CARITAU JAKARTA - Peraturan Pemerintah (PP) Nomor 28 Tahun 2024 tentang Pelaksanaan Undang-Undang Nomor 17 tahun 2023 tentang Kesehatan dimana diperbolehkannya korban melakukan aborsi, menjadi perhatian serius cevitas pendidikan di Sekolah Kristen Calvin di Kelurahan Sunter Jaya.
Melalui seminar publik bertajuk ‘Aborsi Dalam Perspektif Al Kitab, Etika dan Medis’ yang digelar di ruang auditorium Sekolah Kristen Calvin mengkampanyekan bahaya aborsi bagi kesehatan fisik maupun mental bagi sang ibu.
Kampanye ini dilakukan sebagai bentuk keprihatinan terhadap legalnya praktik aborsi untuk korban pemerkosaan. Seminar sendiri diikuti oleh 500 orang yang terdiri dari para siswa SMP dan SMA, orang tua siswa, civitas akedemik sekolah dan masyarakat umum ini kian menarik karena menghadirkan Dokter Peneliti dari Universitas Oxford Dr.

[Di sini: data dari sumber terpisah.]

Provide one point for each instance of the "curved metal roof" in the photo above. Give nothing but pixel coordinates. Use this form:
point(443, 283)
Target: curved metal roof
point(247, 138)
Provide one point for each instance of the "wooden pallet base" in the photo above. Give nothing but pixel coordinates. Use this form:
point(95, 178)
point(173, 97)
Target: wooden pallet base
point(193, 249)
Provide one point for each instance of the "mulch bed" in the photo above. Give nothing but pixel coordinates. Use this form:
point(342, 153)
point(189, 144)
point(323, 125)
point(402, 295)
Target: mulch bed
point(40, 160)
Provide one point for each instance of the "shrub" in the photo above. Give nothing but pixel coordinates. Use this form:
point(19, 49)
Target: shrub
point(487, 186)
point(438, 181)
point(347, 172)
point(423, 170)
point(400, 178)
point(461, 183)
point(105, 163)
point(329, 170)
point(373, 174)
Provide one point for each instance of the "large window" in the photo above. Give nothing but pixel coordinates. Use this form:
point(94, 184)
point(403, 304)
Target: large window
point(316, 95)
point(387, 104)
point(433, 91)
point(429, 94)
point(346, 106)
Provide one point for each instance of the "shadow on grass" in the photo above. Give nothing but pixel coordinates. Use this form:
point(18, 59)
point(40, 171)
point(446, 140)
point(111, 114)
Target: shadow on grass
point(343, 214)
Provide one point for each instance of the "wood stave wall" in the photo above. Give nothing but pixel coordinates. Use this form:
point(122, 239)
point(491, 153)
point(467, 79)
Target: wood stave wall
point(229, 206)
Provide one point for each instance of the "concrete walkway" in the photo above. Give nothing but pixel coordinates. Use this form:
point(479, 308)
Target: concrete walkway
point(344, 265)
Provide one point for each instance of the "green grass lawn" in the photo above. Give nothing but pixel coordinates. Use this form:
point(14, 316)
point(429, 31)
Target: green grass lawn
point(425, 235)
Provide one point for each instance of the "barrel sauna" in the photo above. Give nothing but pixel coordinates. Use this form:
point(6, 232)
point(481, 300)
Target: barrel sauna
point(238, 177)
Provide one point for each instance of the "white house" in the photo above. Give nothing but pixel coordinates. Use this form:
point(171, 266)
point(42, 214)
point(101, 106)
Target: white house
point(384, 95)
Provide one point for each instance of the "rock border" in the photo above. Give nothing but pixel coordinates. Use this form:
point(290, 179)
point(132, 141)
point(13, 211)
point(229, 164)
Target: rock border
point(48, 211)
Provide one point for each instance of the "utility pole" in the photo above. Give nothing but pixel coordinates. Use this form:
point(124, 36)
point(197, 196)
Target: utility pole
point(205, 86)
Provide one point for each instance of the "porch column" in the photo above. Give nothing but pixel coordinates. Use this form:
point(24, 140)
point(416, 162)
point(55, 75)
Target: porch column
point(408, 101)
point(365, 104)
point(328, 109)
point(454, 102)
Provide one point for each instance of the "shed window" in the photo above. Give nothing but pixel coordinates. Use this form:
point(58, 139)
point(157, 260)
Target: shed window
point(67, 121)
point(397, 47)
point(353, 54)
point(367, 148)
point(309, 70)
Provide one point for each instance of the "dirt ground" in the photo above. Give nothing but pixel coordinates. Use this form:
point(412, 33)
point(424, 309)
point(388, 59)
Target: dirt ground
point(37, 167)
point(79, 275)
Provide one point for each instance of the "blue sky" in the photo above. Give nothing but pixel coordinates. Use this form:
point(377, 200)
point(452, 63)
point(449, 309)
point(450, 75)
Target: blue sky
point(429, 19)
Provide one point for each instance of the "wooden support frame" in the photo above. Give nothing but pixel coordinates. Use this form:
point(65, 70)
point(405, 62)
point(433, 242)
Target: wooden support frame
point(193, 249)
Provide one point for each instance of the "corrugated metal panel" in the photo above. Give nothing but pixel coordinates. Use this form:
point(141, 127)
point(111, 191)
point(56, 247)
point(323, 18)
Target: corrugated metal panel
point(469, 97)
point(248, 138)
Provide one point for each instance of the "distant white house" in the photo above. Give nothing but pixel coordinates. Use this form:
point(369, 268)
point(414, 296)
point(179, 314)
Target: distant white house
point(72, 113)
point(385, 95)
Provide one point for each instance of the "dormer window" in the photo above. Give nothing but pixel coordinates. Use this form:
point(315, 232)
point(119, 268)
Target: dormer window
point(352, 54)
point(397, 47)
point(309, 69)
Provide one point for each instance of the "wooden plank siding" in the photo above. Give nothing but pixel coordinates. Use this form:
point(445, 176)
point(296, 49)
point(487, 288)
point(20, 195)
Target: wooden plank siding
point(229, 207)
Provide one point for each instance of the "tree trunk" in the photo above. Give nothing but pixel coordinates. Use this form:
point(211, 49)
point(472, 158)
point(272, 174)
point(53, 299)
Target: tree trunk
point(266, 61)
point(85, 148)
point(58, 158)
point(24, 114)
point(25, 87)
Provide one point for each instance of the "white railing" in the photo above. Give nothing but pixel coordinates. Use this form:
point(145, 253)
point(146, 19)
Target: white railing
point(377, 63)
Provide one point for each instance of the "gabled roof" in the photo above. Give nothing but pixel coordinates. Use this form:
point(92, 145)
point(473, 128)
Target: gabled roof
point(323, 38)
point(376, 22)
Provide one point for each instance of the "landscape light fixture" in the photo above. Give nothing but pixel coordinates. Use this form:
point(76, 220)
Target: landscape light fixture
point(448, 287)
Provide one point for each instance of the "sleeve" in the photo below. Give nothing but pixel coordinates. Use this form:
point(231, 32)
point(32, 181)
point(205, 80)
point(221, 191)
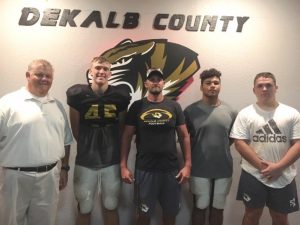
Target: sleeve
point(296, 126)
point(180, 119)
point(73, 96)
point(188, 122)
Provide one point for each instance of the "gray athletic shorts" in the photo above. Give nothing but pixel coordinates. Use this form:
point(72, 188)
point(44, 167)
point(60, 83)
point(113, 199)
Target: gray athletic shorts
point(89, 182)
point(152, 186)
point(255, 194)
point(201, 188)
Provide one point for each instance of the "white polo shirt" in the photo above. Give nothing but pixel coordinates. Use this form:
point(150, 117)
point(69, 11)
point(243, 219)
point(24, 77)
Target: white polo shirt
point(33, 131)
point(270, 135)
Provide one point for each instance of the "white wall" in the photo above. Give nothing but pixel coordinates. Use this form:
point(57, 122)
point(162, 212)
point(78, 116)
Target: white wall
point(269, 41)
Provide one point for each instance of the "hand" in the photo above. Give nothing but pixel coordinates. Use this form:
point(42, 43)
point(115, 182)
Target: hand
point(63, 179)
point(270, 170)
point(183, 175)
point(126, 175)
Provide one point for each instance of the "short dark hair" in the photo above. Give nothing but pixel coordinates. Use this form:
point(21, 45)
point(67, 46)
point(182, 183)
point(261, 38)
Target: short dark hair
point(100, 59)
point(265, 75)
point(210, 73)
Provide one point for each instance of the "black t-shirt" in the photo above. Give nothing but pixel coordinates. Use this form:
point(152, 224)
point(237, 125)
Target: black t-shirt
point(156, 133)
point(99, 135)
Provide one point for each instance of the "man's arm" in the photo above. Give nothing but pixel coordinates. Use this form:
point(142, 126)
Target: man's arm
point(74, 119)
point(274, 170)
point(184, 140)
point(128, 133)
point(248, 153)
point(64, 168)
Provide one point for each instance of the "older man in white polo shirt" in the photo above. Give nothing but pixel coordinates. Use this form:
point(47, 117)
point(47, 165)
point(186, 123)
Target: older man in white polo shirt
point(34, 136)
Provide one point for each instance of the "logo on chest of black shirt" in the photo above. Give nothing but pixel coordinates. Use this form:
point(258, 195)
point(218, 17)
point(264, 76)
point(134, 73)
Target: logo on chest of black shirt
point(269, 133)
point(106, 111)
point(154, 117)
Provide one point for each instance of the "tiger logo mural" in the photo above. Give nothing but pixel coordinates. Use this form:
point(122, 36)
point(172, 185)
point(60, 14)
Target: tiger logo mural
point(131, 60)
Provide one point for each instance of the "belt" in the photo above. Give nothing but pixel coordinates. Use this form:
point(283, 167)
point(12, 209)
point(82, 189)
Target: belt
point(37, 169)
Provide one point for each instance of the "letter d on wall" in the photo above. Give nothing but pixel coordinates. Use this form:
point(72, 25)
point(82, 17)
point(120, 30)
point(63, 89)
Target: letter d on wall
point(25, 20)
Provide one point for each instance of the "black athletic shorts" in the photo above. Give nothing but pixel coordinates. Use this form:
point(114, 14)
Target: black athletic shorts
point(150, 187)
point(255, 194)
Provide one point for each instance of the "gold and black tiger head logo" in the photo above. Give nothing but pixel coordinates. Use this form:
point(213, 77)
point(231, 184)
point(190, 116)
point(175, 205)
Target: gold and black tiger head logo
point(131, 60)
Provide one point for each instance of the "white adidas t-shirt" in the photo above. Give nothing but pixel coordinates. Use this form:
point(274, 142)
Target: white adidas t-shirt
point(270, 135)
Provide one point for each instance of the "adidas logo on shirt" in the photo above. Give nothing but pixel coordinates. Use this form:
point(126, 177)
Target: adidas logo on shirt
point(269, 133)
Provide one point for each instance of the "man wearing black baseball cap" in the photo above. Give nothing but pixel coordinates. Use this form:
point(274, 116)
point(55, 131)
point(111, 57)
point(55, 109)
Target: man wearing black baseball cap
point(154, 119)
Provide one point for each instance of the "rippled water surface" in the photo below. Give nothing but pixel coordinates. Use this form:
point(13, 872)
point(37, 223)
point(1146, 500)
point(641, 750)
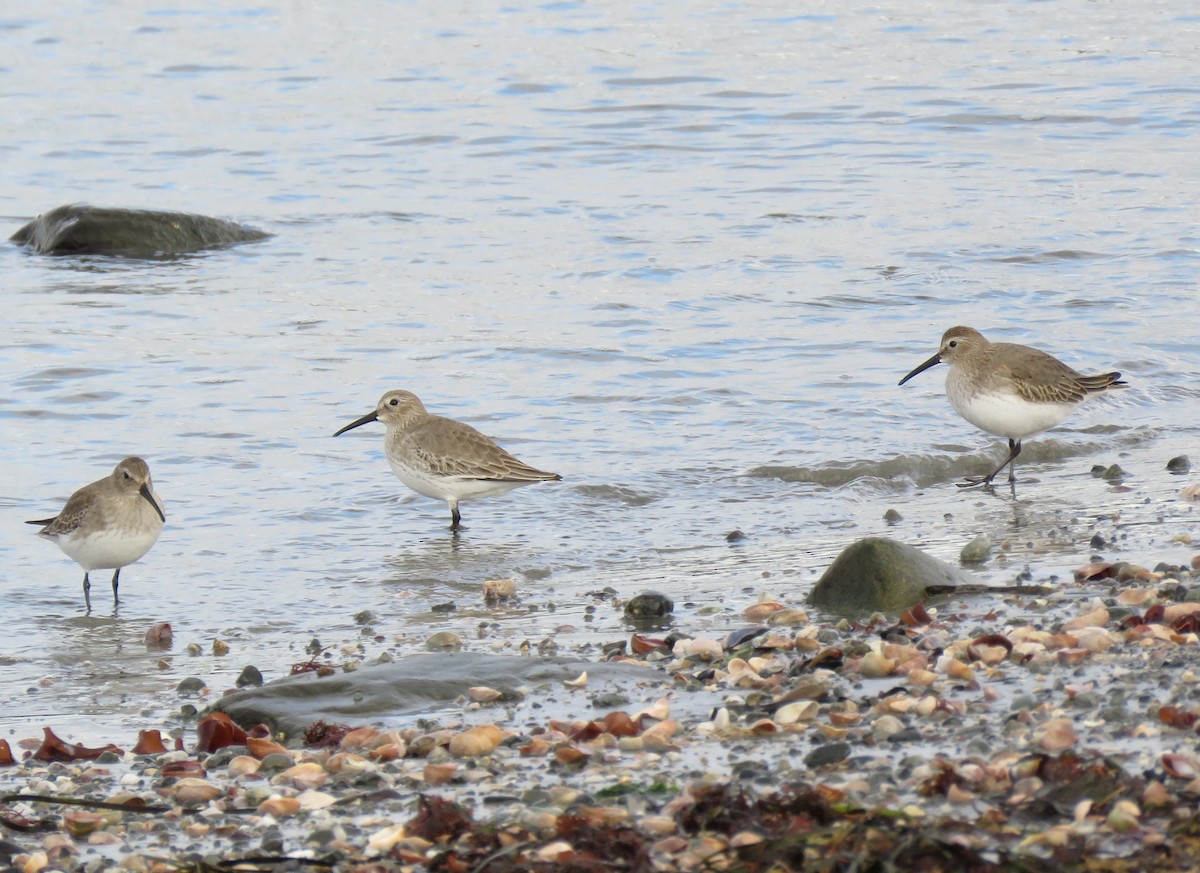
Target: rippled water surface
point(679, 252)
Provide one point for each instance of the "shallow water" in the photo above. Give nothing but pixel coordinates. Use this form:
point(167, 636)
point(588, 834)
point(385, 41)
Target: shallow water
point(679, 253)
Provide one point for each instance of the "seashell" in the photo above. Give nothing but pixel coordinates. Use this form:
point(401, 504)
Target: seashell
point(1096, 618)
point(667, 727)
point(1123, 817)
point(701, 648)
point(744, 838)
point(875, 666)
point(279, 807)
point(1180, 766)
point(439, 774)
point(443, 640)
point(360, 738)
point(797, 711)
point(193, 792)
point(1134, 596)
point(499, 589)
point(261, 747)
point(483, 739)
point(312, 800)
point(244, 765)
point(82, 824)
point(349, 764)
point(1175, 612)
point(762, 610)
point(307, 775)
point(887, 726)
point(384, 840)
point(658, 710)
point(832, 733)
point(1056, 735)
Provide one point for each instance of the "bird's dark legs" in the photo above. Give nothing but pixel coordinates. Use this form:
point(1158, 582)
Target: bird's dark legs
point(1014, 449)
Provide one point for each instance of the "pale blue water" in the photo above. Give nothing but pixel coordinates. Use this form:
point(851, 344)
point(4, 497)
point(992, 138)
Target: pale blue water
point(678, 252)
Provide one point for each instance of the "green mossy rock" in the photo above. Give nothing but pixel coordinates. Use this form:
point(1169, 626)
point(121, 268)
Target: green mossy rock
point(877, 575)
point(129, 233)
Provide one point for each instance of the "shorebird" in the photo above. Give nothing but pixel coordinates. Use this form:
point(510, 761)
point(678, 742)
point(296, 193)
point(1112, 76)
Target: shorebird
point(108, 524)
point(1009, 390)
point(444, 458)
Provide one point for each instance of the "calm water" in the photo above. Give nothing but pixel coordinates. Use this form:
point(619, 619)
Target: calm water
point(679, 252)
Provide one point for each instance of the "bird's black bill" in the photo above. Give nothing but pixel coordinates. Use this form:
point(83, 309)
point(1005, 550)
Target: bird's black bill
point(144, 491)
point(931, 362)
point(365, 420)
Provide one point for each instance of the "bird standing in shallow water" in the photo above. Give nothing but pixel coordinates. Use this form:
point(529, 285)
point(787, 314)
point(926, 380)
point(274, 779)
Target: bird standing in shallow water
point(1009, 390)
point(108, 524)
point(444, 458)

Calum Miller sebagai narasumber.
Koordinator Sekolah Kristen Calvin Pdt Ivan Kristiano mengatakan, tema ini diangkat sebagai upaya edukasi masyarakat terutama para siswa dan siswi tentang bahaya aborsi bagi kesehatan ibu. Praktik ini juga dianggap tidak sesuai dengan norma agama, karena menghilangkan nyawa bayi yang memiliki hak untuk hidup di dunia.
“Topik ini dijadikan tema seminar karena kita semua tahu, pro dan kontra bahwa ada UU yah legal untuk aborsi pada korban pemerkosaan,” ujar Pdt Ivan di lokasi pada Selasa (13/8/2024).
Menurutnya, kampanye ini bukan berarti pihak sekolah tidak peduli terhadap perempuan yang menjadi korban kekerasan seksual atau pemerkosaan. Lewat seminar ini, Sekolah Kristen yang didirikan oleh Pdt. Dr. Stephen Tong ini ingin menyampaikan pesan kepedulian mengenai pentingnya menyelamatkan seorang bayi yang berada di dalam kandungan.
“Jalan keluarnya bukan aborsi, dan itu (kalau dibiarkan) bisa membuat aturan ini semakin longgar sehingga lama-lama tidak ada remnya sama sekali (terkontrol), karena progresnya itu berjalan pelan sehingga semakin loss (tidak terkendali),” katanya.
Selain itu, kata dia, kegiatan ini merupakan bagian dari pendidikan seks atau sex education yang ada di sekolah. Selama ini, pihak sekolah memang memberikan pendidikan tersebut, agar para pelajar bisa memahami tentang reproduksi manusia, sekaligus meningkatkan rasa menghargai antarsesama.
“Kalau di SD kan diperkenalkan mengenai tubuh manusia, bagaimana menghormati tubuh, tidak membiarkan orang lain menyentuh sembarangan daripada tubuh kita. Lalu memperkenalkan seksualitas laki-laki dan perempuan, saling menghormati gender nah itu bagian dari sex education,” jelasnya.
Sementara itu Dokter Peneliti dari Universitas Oxford Dr. Calum Miller tidak memungkiri banyak stigma di masyarakat bahwa aborsi merupakan salah satu solusi dari korban pemerkosaan. Namun berdasarkan penelitian yang ada, lanjut dia, mayoritas orang yang menjadi korban pemerkosaan justru tetap melanjutkan kehamilannya sampai bayinya lahir.
“Sering kali orang-orang yang melakukan pemerkosaan menginginkan wanitanya melakukan aborsi demi menutupi pelanggaran mereka,” ucap Miller.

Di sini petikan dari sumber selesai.